Высоцкий, а до него Окуджава и другие певцы вернули песне народную, исконную систему: сюжет. Нетрудно сделать малый литературный розыск и увидеть, что все известнейшие русские народные песни, то есть любимые народом и век с ним живущие, несмотря ни на что,— это песни, сочиненные поэтами. Но простого сюжета мало,— нужно, чтобы он был такой, один-единственный, который западает в душу и там навсегда остается. Если вложит певец в песню свою судьбу и свое сердце, тогда и выйдет настоящая песня. А в русской песне всегда боль и грусть, тревога и тоска. Мы много лет делали вид, что наша новая, советская жизнь напрочь избавляет человека если не от боли, то уж от грусти и тоски наверняка, и песни поэтому сочинялись преимущественно бодрые и радостные. Но они не ударяли по сердцу. Они ударяли по барабанным перепонкам. Не будем сегодня говорить, что у нас не было хороших песен — наоборот, были, и замечательные. Чего стоит «Священная война», которую так любил Высоцкий. Но потребность в песне душевной, в песне, говорящей «всю» правду, и вместе с тем в песне веселой или иронической была непомерно велика. Вот на такой спрос ответил Высоцкий. На народную потребность в песне, полностью искренней и полностью правдивой. По времени, по герою, по стилю, по простоте и сложности по музыке (мотиву), по с л о-в у. «Интеллигенция поет блатные песни»,— скажет потом Евтушенко. Но это были уже не блатные, а вроде бы блатные песни, это уже была стилизация, искусство, Эзоп.

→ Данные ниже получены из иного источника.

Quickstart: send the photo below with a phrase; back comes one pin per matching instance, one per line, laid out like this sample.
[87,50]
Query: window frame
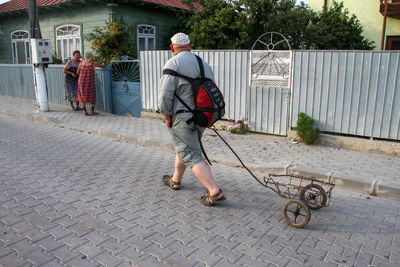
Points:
[149,32]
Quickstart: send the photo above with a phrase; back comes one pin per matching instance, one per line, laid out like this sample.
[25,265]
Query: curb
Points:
[339,181]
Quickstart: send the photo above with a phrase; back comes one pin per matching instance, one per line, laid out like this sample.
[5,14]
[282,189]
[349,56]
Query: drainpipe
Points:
[325,5]
[384,25]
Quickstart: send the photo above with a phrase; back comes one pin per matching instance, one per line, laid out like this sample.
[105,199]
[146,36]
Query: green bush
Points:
[305,130]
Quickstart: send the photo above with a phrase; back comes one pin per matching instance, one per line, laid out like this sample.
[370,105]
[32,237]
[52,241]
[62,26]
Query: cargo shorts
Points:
[185,138]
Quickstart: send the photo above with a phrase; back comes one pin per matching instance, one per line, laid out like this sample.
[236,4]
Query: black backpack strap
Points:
[201,66]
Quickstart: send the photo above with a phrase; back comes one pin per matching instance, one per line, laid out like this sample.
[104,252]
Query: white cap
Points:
[180,39]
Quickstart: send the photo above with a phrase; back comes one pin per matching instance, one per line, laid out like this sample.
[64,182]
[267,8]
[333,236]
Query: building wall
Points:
[367,12]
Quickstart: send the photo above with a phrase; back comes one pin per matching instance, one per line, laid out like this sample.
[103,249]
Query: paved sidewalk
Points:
[267,154]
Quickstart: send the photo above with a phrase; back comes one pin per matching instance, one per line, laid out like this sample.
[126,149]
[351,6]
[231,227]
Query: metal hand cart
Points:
[304,193]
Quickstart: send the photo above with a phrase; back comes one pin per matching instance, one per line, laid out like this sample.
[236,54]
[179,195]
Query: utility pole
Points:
[39,76]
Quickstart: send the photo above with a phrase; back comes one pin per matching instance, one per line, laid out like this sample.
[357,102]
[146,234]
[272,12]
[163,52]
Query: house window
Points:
[20,47]
[146,38]
[68,39]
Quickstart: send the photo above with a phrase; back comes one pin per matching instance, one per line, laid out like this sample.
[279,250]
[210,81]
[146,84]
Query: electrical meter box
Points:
[41,51]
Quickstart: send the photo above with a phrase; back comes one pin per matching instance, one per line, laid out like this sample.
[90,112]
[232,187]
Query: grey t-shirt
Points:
[184,63]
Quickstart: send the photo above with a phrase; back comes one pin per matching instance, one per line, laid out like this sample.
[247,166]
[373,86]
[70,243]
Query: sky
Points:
[298,1]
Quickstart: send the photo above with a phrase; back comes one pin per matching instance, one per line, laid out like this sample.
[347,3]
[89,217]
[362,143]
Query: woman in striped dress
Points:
[86,85]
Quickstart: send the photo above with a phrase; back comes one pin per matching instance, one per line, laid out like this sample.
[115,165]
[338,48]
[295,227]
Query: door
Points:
[126,87]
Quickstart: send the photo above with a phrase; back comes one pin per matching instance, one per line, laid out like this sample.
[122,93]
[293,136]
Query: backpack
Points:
[208,99]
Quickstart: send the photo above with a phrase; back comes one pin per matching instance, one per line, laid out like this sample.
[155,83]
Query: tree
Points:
[112,41]
[236,24]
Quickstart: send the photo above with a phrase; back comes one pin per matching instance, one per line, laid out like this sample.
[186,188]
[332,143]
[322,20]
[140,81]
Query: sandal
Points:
[212,200]
[167,180]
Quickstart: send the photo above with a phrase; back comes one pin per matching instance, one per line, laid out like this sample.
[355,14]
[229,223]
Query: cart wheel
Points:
[314,195]
[296,213]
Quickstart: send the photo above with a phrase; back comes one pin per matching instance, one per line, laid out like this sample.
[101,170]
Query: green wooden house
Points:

«Я московский озорной гуляка, по всему Тверскому околотку в переулках каждая собака знает мою легкую походку...» Их часто сравнивают, Есенина и Высоцкого, особенно теперь, после ранней смерти второго,— «Срок жизни увеличился, и, может быть, концы поэтов отодвинулись на время». Но мне кажется, все непохоже, хоть и тот пил, и этот пил, и жена, и известность, и судьба, слава, слухи, народная любовь и официальная критика. Нет, Есенин представляется в сравнении с Высоцким изысканным, почти рафинированным поэтом, сразу веришь в его цилиндр и перчатки. И жизнь у Есенина была еще сравнительно «мирная»: ругали, но издавали, били, но не унижали, не принимали, но признавали, спорили, но в открытую. В энциклопедиях писали: «кулацкий поэт». Но писали! Но издавали! Но ругали! Но не замалчивали же! Не молчали! Не делали вид, что такого поэта вообще нет!.. «Каждая собака» знала наизусть, все пели, изо всех окон звучал — дети, школьники, студенты, министры, генералы, секретари райкомов, все любили, а вид делали, что нет его. Не напечатали ни строчки, издали две пластинки. Кто виноват! Неужели никто! Конкретно!..
Сочетание реализма и серьезности приводит к отчаянию. Сочетание реализма и юмора — к сатире. Новое, «послекультовское» направление в литературе, кино, живописи, театре, музыке было борьбой реализма против псевдоромантического, искажающего жизнь искусства сороковых-пятидесятых. Больше невозможно было перекрашивать. Жизнь кричала: «Я вот такая!»...
...В скорбный для московского народа день похорон Высоцкого моя мать, которую я по разгильдяйству и в суматохе того дня не взял с собою в театр на панихиду, все хотела прорваться через кордоны, плакала, хлестала милиционеров букетом, кричала, чтобы пустили, что он ей родня. И вся его родня, вся Москва (за исключением немногих) кричала о нем в тот день, как о павшем сыне. Кликушества, идолопоклонства было и осталось много, но что теперь поделаешь: у немых, у лишившихся поющего горла и сердца своя благодарная песня, свои слезы.
Мне чудится: он сидит там, у матери в ногах, смеется, поет ей «Нинку».